Punizioni più dure (per chi vuol vendere fuori legge) e autorizzazioni più snelle (per chi opera in regola). Dal 1° febbraio è cambiata la normativa italiana sull’export di beni “dual use”. In pratica, valvole, guarnizioni, turbine, ma anche software e composti chimici, in sè del tutto innocenti, ma potenzialmente utilizzabili anche per impianti e scopi militari o nucleari. E che in Paesi colpiti da embargo e sanzioni – tra i tanti, Iran, Russia, Corea del Nord – possono essere esportati solo seguendo regole rigide.
Ma per la principale novità della nuova normativa serve un decreto attuativo. Che, in assenza di un governo, rischia di restare “congelato” per mesi.

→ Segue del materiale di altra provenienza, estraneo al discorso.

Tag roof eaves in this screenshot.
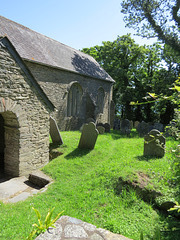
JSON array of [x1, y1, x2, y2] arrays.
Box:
[[0, 36, 55, 111], [22, 58, 115, 83]]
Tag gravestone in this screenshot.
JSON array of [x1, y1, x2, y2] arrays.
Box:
[[96, 126, 105, 134], [121, 119, 131, 135], [50, 117, 63, 145], [78, 122, 98, 149], [103, 123, 111, 132], [154, 123, 164, 132], [113, 118, 121, 130], [130, 120, 133, 129], [144, 129, 165, 157], [137, 121, 149, 137], [110, 100, 116, 128], [96, 123, 111, 133], [86, 118, 96, 123], [134, 121, 139, 129]]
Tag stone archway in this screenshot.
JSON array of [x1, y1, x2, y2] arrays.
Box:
[[0, 98, 24, 177], [0, 111, 20, 176], [0, 114, 5, 175]]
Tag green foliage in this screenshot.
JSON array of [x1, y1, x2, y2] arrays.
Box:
[[168, 202, 180, 217], [82, 34, 180, 124], [140, 228, 161, 240], [121, 0, 180, 55], [0, 130, 179, 240], [26, 207, 63, 240]]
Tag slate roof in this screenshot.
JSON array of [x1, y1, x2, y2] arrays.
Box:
[[0, 37, 55, 111], [0, 16, 114, 82]]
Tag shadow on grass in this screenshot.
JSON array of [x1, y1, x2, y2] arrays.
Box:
[[136, 155, 158, 161], [65, 148, 92, 159], [111, 129, 139, 140]]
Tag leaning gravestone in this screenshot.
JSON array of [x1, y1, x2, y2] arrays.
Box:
[[103, 123, 111, 132], [134, 121, 139, 129], [78, 122, 98, 149], [113, 118, 120, 130], [96, 123, 111, 133], [137, 121, 149, 137], [50, 117, 63, 145], [121, 119, 131, 135], [154, 123, 164, 132], [144, 129, 165, 157], [96, 126, 105, 134]]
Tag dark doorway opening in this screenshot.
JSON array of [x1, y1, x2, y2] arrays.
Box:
[[0, 114, 5, 176]]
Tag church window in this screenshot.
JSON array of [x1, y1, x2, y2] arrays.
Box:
[[97, 87, 105, 113], [67, 83, 83, 117]]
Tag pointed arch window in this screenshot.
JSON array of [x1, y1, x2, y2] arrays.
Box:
[[97, 87, 105, 113], [67, 83, 83, 117]]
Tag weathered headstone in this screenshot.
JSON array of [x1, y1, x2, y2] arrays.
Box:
[[154, 123, 164, 132], [137, 121, 149, 137], [86, 118, 96, 123], [96, 126, 105, 134], [50, 117, 63, 145], [121, 119, 131, 135], [144, 129, 165, 157], [78, 122, 98, 149], [103, 123, 111, 132], [113, 118, 121, 130], [130, 120, 133, 129], [110, 100, 115, 128], [96, 123, 111, 132], [134, 121, 139, 129]]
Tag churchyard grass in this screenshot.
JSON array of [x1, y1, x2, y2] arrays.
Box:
[[0, 130, 180, 240]]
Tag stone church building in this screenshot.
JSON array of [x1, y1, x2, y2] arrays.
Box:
[[0, 17, 114, 130], [0, 16, 114, 176]]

Dal 1° febbraio, infatti, la principale novità – introdotta con il decreto legislativo 221/2017 – che riduce lo spazio delle sanzioni amministrative ma inasprisce le pene per i trasgressori – è il debutto della cosiddetta “Licenza zero”, una sorta di nulla-osta preventivo che le aziende – in caso abbiano il dubbio che il proprio prodotto possa essere bloccato perchè considerato “dual use”– possono richiedere al ministero dello Sviluppo economico.
Lo stesso dicastero, al termine di un’istruttoria basata sulle informazioni fornite dal richiedente, potrà dichiarare formalmente che l’esportazione di una determinata merce non è soggetta ad alcuna autorizzazione perché non “ambiguo”. Uno strumento che esiste e funziona da tempo nel nostro principale competitor, la Germania.

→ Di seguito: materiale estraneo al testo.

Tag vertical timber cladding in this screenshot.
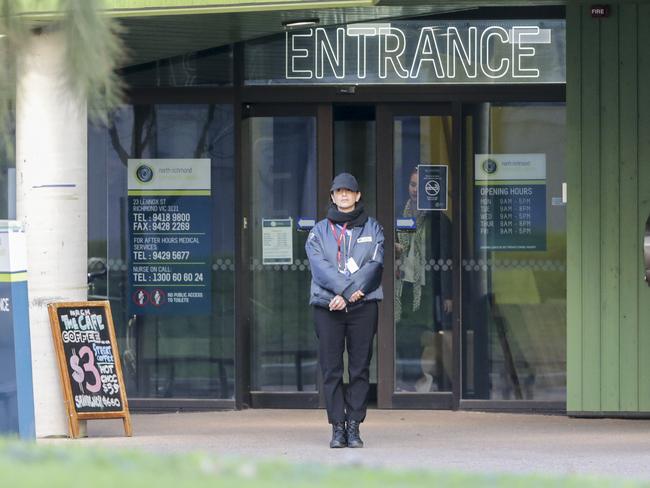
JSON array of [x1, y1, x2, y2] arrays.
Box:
[[567, 1, 650, 415]]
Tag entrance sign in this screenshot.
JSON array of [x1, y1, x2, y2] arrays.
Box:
[[47, 301, 131, 438], [262, 218, 293, 265], [474, 154, 546, 251], [418, 164, 448, 210], [0, 220, 35, 439], [246, 20, 566, 85], [128, 159, 212, 315]]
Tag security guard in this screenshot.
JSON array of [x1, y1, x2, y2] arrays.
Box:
[[305, 173, 384, 448]]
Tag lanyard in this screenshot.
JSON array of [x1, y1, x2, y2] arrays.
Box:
[[330, 220, 348, 269]]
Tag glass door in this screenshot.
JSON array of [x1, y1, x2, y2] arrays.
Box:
[[378, 105, 459, 408], [242, 106, 318, 408]]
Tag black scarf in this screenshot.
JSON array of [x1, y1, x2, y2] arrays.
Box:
[[327, 202, 368, 229]]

«La “Licenza Zero” – sottolinea Marco Padovan, avvocato dell’omonimo studio legale milanese Padovan – allinea l’Italia a quei Paesi comunitari che già disponevano di tale strumento e potrebbe avere un’importanza dirompente per le imprese del settore, perchè potrebbe garantire quelle certezze agli esportatori che sinora sono mancate».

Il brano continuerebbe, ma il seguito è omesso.